Second Cancers On The Rise
Second cancers are on the rise. Nearly 1 in 5 new cases in the U.S. now involves someone who has had the disease before. Cancer recurrence has a different approach from doctors. But when they speak on second cancers, they're referring to cancer occurring in a different tissue type or completely other site in the body, not recurrence or spread of the original tumor. Almost 19% of cancers in the United States are second-or-more cases, according to a recent study. In the 1970s, it was only 9 percent. Over that period, what changed? Could it be lifestyle factors, the rise of obesity contributing to diabetes and other cardiovascular diseases? Over the course of 40 years, that number rose 70%, while the number of second cancers rose 300%.
More people are surviving cancer and living long enough to be diagnosed with it again. This is mostly due to the fact that the risk of cancer rises as we age. Second cancers also arise from the same genetic mutations or risk factors such as smoking. Some treatments that help people survive one disease such as radiation or chemotherapy can raise the risk of a new cancer forming alter in life.
The psychological effects of a second cancer are much more traumatizing than the first. The fear is somewhat unknown during a first cancer diagnosis, but a second diagnosis brings that fear back all over again.
From a medical standpoint, second cancers can pose special challenges and treatment options may be more limited. An example with regards to radiation, it wouldn't be applied to the same area of the body it had previously been applied to. Some drugs also have lifetime dose lmiited to avoid nerve or heart damage.

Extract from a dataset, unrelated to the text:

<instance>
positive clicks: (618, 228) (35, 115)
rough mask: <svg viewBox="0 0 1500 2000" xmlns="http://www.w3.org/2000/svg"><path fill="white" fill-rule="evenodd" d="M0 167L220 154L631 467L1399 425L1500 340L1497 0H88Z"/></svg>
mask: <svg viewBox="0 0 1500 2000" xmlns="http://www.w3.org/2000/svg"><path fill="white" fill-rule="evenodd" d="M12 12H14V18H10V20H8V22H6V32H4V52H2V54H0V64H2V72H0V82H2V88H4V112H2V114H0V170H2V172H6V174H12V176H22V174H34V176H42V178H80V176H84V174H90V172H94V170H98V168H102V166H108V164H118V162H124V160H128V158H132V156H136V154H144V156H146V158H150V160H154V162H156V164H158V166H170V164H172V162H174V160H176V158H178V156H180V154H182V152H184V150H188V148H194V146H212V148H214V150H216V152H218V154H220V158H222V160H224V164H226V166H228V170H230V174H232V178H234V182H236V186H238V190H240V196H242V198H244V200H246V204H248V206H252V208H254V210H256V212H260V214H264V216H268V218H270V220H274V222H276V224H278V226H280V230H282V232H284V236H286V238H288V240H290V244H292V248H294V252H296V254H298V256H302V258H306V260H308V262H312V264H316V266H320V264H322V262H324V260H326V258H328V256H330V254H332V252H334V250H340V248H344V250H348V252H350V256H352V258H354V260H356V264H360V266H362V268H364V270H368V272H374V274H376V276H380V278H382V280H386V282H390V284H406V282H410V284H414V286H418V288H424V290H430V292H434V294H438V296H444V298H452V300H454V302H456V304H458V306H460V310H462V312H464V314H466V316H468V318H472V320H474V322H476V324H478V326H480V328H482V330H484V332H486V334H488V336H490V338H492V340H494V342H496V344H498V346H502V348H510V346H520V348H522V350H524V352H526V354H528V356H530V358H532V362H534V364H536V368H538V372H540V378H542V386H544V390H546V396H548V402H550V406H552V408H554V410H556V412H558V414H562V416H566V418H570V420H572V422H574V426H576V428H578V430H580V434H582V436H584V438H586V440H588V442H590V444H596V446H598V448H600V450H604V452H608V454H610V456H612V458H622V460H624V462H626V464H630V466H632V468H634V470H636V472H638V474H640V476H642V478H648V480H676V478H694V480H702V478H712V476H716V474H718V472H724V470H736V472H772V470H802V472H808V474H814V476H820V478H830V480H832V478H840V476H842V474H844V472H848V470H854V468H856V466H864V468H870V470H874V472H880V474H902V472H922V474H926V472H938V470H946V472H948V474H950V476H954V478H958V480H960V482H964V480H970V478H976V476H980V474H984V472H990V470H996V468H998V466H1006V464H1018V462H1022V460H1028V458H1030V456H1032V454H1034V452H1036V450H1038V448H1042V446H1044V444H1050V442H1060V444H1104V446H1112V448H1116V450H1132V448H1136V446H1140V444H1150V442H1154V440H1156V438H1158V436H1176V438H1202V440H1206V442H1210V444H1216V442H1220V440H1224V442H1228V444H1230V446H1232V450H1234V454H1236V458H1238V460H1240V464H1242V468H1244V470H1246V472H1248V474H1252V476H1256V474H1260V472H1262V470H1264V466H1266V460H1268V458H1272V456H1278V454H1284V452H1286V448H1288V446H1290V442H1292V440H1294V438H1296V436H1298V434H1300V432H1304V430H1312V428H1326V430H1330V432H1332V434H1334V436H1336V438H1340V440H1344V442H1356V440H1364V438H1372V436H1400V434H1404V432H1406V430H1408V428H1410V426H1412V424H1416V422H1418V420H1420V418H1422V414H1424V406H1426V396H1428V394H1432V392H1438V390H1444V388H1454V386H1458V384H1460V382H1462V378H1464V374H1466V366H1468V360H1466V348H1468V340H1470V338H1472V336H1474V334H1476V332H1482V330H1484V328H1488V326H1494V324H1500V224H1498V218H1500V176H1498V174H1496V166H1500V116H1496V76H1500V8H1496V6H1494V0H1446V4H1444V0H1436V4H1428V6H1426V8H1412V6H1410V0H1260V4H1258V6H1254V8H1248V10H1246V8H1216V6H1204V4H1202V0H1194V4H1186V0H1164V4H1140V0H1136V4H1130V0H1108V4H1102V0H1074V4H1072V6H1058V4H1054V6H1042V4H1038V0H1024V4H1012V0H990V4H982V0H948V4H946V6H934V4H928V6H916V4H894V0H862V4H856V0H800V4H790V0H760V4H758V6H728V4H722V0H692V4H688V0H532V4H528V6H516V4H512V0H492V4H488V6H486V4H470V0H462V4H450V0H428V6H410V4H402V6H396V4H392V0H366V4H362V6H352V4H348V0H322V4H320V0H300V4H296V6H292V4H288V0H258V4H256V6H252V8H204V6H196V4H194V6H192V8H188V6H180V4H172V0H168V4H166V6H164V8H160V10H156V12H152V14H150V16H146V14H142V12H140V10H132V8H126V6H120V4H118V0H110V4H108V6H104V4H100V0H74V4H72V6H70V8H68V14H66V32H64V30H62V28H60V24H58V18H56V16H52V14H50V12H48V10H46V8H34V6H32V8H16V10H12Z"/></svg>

Your body has a memory for the radiation or chemotherapy and can't endure too much of the same type. A second cancer means doctors must assess genetic risk to the patient and possibly their family.
Genetic mutations like the common BRCA1 gene in women with breast cancer needs to be watched carefully post-remission.
Experts have this advice for cancer survivors:
—Have a formal survivorship plan, a blueprint for the future that includes a detailed summary of the treatment you received and what kind of monitoring is needed.
—Don’t neglect screenings for other forms of cancer besides the one you were treated for. Make sure to get any recommended tests such as colonoscopies, mammograms or HPV or Pap tests.
—If you get a second cancer, “take a deep breath,” Rowland said. Treatments improve every day, and there are more resources, including social media, for support, and doctors are more used to treating cancer more than once.